Code Optimization Help


I hope this is the correct board and I apologize if it is not. I was hoping to get some help optimizing a code portion

SortedList = []
for j in range(Size):
   XValues = [DF[(DF['Label'] == i) & (DF['X'] == j)]['Y'].mean() for i in Labels]
   SortedList.append([x for y, x in sorted(zip(XValues, Labels)) if y != 0.])

DF is a pandas dataframe and Labels is an external list. It is very slow since Size is in the 1000s. Any help would be appreciated. Thank you!

python-list might be a good place to ask, but a quick pointer is to not create so many lists if you can help it.
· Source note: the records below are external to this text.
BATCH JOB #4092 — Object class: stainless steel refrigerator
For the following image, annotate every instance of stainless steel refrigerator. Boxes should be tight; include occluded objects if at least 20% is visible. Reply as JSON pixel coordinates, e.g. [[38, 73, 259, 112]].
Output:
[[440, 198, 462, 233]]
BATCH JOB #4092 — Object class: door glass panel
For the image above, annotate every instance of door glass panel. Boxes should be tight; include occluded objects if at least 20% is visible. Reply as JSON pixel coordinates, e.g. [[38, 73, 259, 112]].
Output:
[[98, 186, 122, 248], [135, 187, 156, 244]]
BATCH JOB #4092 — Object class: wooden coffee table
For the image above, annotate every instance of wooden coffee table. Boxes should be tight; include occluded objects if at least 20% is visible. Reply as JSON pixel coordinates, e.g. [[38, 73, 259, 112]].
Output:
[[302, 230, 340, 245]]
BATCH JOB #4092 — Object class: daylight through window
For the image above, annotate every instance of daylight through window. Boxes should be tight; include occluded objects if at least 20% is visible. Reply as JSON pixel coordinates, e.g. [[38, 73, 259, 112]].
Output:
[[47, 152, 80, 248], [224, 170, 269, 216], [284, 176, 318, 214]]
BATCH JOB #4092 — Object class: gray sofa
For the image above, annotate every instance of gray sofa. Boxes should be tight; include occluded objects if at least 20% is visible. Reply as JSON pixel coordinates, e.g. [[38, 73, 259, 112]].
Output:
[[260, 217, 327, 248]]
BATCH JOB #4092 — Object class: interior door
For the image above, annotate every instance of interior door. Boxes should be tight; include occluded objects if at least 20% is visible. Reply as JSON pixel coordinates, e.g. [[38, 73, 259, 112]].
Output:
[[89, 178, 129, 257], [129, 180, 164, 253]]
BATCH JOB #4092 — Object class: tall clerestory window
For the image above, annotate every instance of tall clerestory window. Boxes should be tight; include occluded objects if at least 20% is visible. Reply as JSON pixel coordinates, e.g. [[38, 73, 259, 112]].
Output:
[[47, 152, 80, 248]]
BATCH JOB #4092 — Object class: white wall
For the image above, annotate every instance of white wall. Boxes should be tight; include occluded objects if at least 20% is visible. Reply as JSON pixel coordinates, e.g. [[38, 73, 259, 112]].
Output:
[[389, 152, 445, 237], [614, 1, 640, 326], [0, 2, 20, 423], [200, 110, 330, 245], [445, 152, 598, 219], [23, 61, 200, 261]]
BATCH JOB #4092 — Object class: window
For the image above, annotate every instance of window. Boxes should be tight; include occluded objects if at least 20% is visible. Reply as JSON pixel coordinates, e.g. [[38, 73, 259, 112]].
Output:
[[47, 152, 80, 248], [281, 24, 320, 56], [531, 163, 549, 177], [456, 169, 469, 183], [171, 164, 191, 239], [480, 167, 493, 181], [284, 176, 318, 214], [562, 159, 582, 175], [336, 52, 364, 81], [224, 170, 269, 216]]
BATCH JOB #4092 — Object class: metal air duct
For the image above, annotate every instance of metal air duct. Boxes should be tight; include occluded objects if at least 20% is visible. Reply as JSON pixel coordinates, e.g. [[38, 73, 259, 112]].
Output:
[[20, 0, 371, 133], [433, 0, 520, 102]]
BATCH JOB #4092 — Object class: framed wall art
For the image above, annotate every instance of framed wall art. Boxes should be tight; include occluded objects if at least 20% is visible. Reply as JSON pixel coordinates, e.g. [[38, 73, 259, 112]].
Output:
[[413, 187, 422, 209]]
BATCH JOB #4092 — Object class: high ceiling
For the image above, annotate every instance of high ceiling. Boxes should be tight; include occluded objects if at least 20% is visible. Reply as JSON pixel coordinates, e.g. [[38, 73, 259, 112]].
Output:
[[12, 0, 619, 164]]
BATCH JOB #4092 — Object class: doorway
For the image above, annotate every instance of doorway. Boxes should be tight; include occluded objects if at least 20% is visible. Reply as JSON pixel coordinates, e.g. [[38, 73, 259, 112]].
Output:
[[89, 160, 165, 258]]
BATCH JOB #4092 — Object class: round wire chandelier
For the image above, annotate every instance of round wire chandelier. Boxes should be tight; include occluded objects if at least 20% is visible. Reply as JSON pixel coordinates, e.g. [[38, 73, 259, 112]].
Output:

Assuming this is Python 3 then you have XValues, sorted(), and the final list that you do append to SortedList all duplicating data; you’re duplicating all your data 3 times per loop. But if you make XValues be a generator expression and filter using either filter() or a genexp then you only need to end up with a concrete list if you call sorted() last.

I’m also not sure why you’re using & instead of and; if you want the index using a boolean then either just use the boolean directly or call int() on it.

And can y be anything but a float? If not then you don’t need y != 0. and you can express it as just y.

import operator

SortedList = []
for j in range(Size):
   XValues = (DF[DF['Label'] == i and DF['X'] == j]['Y'].mean() for i in Labels)
   filtered_list = filter(operator.itemgetter[0], zip(XValues, Labels))
   SortedList.append([x for y, x in sorted(filtered_list)])

Seems to me you could do most of the computation via:

DF.groupby([‘Label’, ‘X’]).Y.mean()